The in vivo xenograft experiment was performed as described previously (16). FcαRI Tg or nontransgenic littermate SCID mice were injected i.p. with 5 × 10⁵ A431-luc2-HER2 cells in 100 μL PBS. Tumor outgrowth was monitored by serial bioluminescent imaging (BLI; PhotonImager; Biospace Lab). BLI images were processed using M3Vision software (Biospace Lab) and edited in Adobe Photoshop. Mice with tumor outgrowth were randomized in different treatment groups on day 13. Cetuximab was injected once on day 14 (10 μg), whereas 10 μg IgA2-HER2 was injected daily between days 14 and 23 (in total 10 times) to compensate for its shorter half-life. The combination group was injected with both cetuximab and IgA2-HER2. Tumor growth is expressed as percentage signal compared with the beginning of the treatment. Circulating serum mAb levels were monitored in serial blood samples taken from alternating mice (2 mice/time point). Serum levels of human IgG and IgA were measured by ELISA as previously described (16). The experiment was approved by the local Animal Ethical Committee.

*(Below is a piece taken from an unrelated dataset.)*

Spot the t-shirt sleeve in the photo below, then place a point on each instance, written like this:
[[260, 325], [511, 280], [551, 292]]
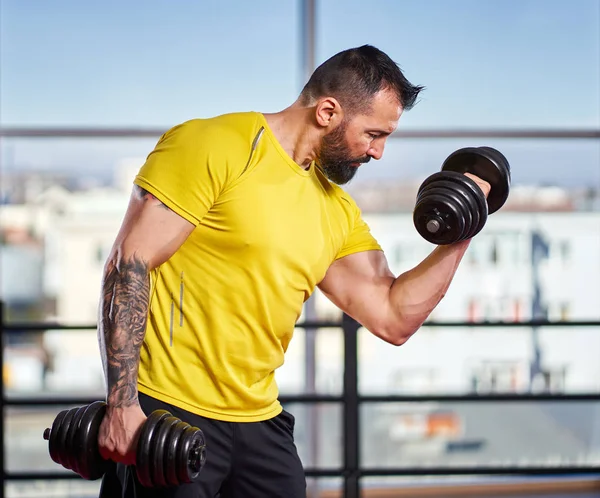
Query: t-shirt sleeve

Statistical analyses were performed in R (3.1.0) or in Graph Pad 6.0 software. Data are represented as mean ± SEM, unless indicated otherwise. Dose–response curves for the ADCC experiments were calculated via nonlinear regression [log(agonist) vs. response] using Graph Pad 6.0 software.

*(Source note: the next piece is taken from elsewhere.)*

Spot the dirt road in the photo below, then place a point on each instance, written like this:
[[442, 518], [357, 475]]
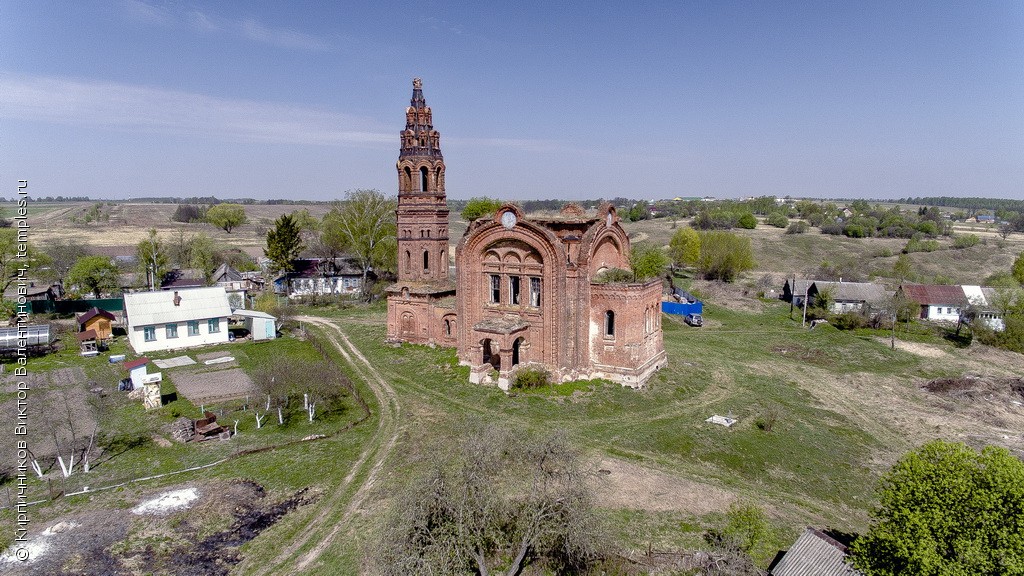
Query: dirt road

Maximal specific lysis was analyzed by using the triplets of a concentration level on which maximal average specific lysis was attained in an individual ADCC experiment. Treatment effects were analyzed by using two-way full factorial linear mixed-effects modeling. The model consisted of two indicator variables for drugs applied (yes or no) as fixed-effects terms, and subject and triplets nested within subject as random-effect terms. The least-square mean differences in the maximal lysis among the full factorial interaction groups were estimated with the Tukey adjustment.

Inferential statistical analysis regarding the effect of treatments on the time course of tumor growth in vivo was carried out by using linear mixed-effects modeling. The log-transformed tumor size was described by a model consisted of fixed-effect terms, such as time since xenograft (days) as a continuous covariate, and its second- and third-order interactions with the cetuximab and IgA2-HER2 treatments as factors, and two random-effect terms allowing individual differences in tumor size at day 1 and in tumor growth time course.

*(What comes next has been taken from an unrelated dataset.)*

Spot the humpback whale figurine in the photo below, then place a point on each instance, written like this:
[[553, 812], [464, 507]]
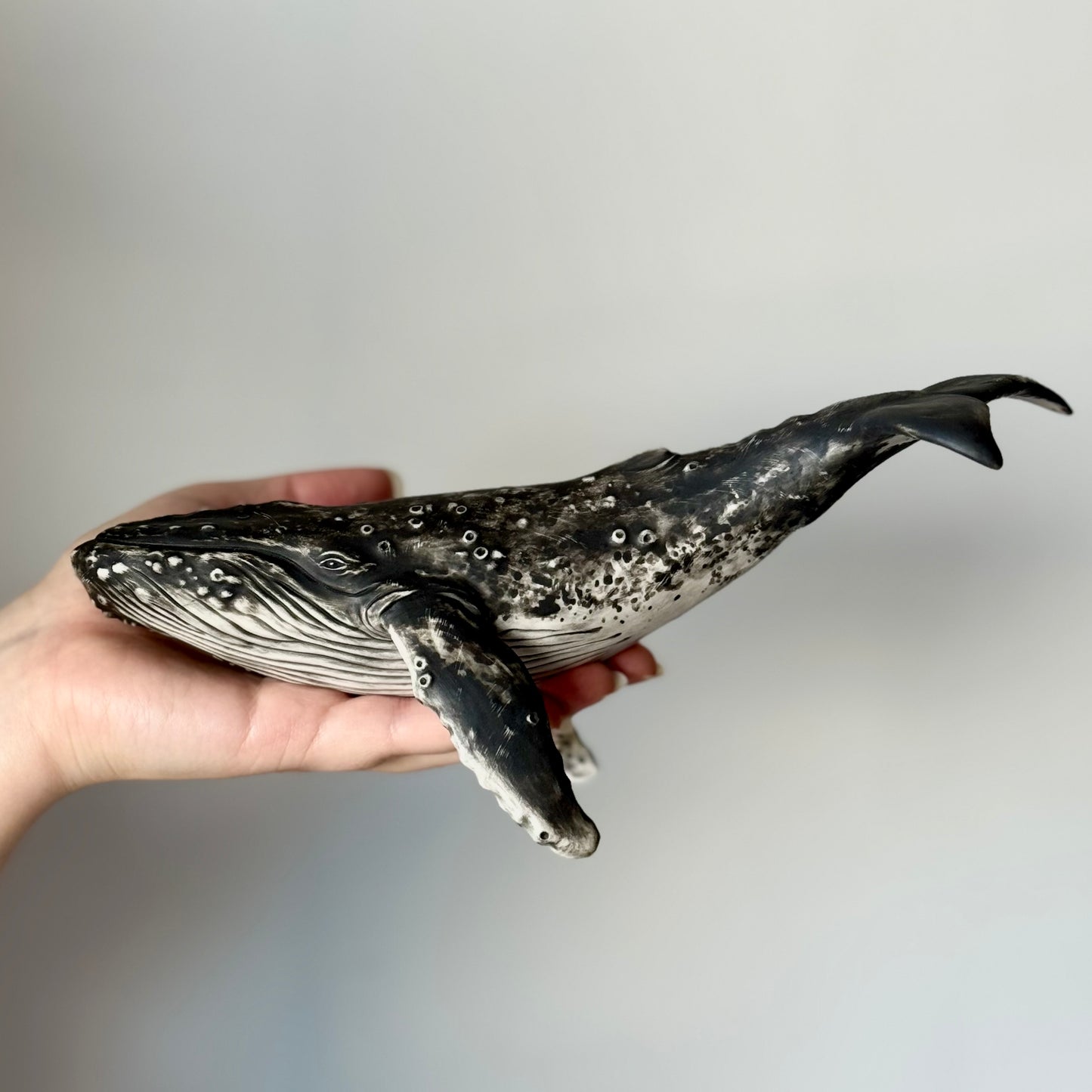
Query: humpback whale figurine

To test cytotoxicity induced by the combinations of two different isotypes, we used IgG and IgA specific for EGFR and HER2. IgA variants of the chimeric IgG1-EGFR mAb cetuximab were previously generated (15, 24). Following a similar approach, we generated IgA variants of the human HER2 mAb trastuzumab (S. Meyer, submitted for publication). The IgA2 subclass was used in our experiments because it induces stronger cytotoxicity than the IgA1 subclass (15, 16).

IgA2-EGFR and IgA2-HER2 induced significantly higher cytotoxicity than cetuximab and trastuzumab, respectively, by leukocytes in a 4-hour killing assay with tumor cell lines expressing high levels of endogenous targets (Supplementary Fig. S1A and S1B). To study the effects of different mAb combinations against EGFR and HER2, we established a target cell line with high expression of both EGFR and HER2 (A431-HER2 cells), because HER2 expression on A431 cells was too low for efficient cytotoxicity by trastuzumab (Supplementary Fig. S2; Supplementary Table S1 and unpublished results).

Both IgG- and IgA-mediated targeting of either EGFR or HER2 induced specific lysis of A431-HER2 cells using leukocytes as effector cells and, as expected, maximal lysis by IgA was higher than by IgG for both targets (Fig. 1A). No specific lysis was observed in the absence of mAbs or effector cells, nor was the lysis induced by tumor-specific mAbs, influenced by the presence of nonspecific antibodies. At low mAb concentrations, cetuximab was more effective than trastuzumab, most likely due to the higher expression of EGFR than HER2 by A431-HER2 cells.

Leukocytes contain a heterogeneous population of effector cells (NK cells, monocytes, and PMNs) that are all capable of inducing cytotoxicity. We therefore purified the different effector cells to determine their individual cytotoxic capacity. PMNs and monocytes expressed both FcγRs and FcαRI, whereas NK cells only expressed FcγRIIIa (Supplementary Fig. S3). In accordance with their FcR expression, NK cells only induced cytotoxicity with IgG (Fig. 1B). PMNs were more efficient with IgA2-EGFR than with cetuximab, and they induced tumor cell killing with IgA2-HER2 but not with trastuzumab (Fig. 1C). Monocytes did not induce cytotoxicity after 4 hours with any of the mAbs. However, monocytes induced potent cytotoxicity in an overnight killing assay with all four mAbs, which is in line with previous findings showing that monocytes require a longer incubation time for efficient cytotoxicity (Fig. 1D; refs. 16, 17).

In conclusion, IgG-mediated cytotoxicity is mediated mainly by NK cells, whereas IgA-mediated cytotoxicity is mediated predominantly via PMNs. Monocytes are unlikely to directly contribute to tumor cell killing in a 4-hour assay, but mediate cytotoxicity with both IgG and IgA in an overnight assay.

We first investigated the effect of combining two IgGs (cetuximab and trastuzumab) or two IgAs (IgA2-EGFR and IgA2-HER2) on the specific lysis of A431-HER2 cells by leukocytes. These combinations did not decrease EC₅₀ values or increase maximal cytotoxicity compared with the best mAb alone (Fig. 2A–D), likely because the Fc parts of both mAbs competed for the same set of FcRs.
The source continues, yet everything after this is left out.